Le président Tshisekedi a pris acte de leur prestation de serment, avant la signature du procès verbal de leur prestation de serment aux côtés du directeur de cabinet a.i du chef de l’État, Désiré Kashmir Kolongele Eberande. Les assermentés sont des magistrats civils et militaires affectés respectivement aux sièges et parquets de la Cour de cassation, du Conseil d’État et de la Haute Cour militaire.

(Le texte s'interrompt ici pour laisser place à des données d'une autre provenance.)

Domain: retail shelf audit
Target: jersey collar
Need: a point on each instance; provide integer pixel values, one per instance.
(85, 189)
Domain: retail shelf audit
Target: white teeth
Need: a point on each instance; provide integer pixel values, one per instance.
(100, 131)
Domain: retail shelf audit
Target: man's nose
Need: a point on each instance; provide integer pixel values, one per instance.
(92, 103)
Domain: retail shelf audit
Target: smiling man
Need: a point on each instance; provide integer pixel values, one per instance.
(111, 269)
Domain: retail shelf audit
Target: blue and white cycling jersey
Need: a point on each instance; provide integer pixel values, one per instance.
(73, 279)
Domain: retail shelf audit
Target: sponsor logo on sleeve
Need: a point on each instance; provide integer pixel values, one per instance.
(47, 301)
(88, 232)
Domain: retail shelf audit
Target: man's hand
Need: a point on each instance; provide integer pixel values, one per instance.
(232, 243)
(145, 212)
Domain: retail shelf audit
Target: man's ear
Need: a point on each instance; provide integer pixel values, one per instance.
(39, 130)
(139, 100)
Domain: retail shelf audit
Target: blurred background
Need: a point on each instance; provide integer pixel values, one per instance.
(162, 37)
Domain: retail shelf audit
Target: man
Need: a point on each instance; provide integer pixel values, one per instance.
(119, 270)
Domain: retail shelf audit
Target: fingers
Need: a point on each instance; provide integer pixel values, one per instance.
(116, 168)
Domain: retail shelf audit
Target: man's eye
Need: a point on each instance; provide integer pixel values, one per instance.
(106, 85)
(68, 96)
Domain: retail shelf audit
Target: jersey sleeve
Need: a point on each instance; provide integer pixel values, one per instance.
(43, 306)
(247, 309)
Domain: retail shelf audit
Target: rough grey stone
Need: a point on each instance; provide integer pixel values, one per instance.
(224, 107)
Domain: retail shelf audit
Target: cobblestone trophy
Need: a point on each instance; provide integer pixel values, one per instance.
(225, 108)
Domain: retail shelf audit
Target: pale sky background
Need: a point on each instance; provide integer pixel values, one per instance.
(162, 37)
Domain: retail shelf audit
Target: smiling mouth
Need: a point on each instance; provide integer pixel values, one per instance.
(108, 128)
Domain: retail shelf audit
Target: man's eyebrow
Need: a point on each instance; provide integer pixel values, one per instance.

Plusieurs personnalités civiles et militaires ont assisté à cette cérémonie, parmi lesquelles quelques députés, sénateurs, membres du gouvernement et du cabinet du président de la République. On a constaté cependant, l’absence très remarquée des principaux chefs de corps constitués que sont la présidente de l’Assemblée nationale, le président du Sénat ainsi que le 1er ministre, tous sociétaires du FCC. Bien que les trois se soient fait représentés, la polémique entre les deux composantes de la majorité gouvermentale au sujet du contreseing sur les ordonnances présidentielles nommant dans la magistrature et les FARDC a été aussitôt relancée. D’autant plus que deux des principaux juges de la Cour de cassation qui avaient été permutés par les mêmes ordonnances de la Cour constitutionnelle, Jean Ubulu Mpungu et Noël Kilomba Ngozimala ont brillé par leur absence à la cérémonie. Une lettre de leur part adressée au chef de l’Etat dans laquelle exprimaient leur souhait d’achever leurs mandats à la Cour constitutionnelle avait fuité depuis la veille sur les réseaux sociaux.
«C’est par la voix des ondes et sans consultation préalable, que nous avons appris, le 17 juillet 2020, nos nominations en qualité de présidents à la Cour de cassation, par Ordonnance n°20/108 du 17 juillet 2020, lesquelles ont été suivies de nos remplacements immédiats, alors que c’est depuis juillet 2014 pour le Juge Kilomba, et avril 2018 pour le juge Ubulu, que par nos lettres respectives dont copies vous étaient réservées en leurs temps, nous avions levé l’option de ne plus travailler à la Cour suprême de justice, jusqu’à l’expiration de nos mandats de neuf ans à la Cour constitutionnelle, et ce, conformément à la Constitution, en son article 158, alinéa 3, ainsi qu’à la Loi-organique n°13/026 du 15 octobre 2013, portant organisation et fonctionnement de la Cour constitutionnelle, en ses articles 6 et 34», peut-on lire dans cette correspondance.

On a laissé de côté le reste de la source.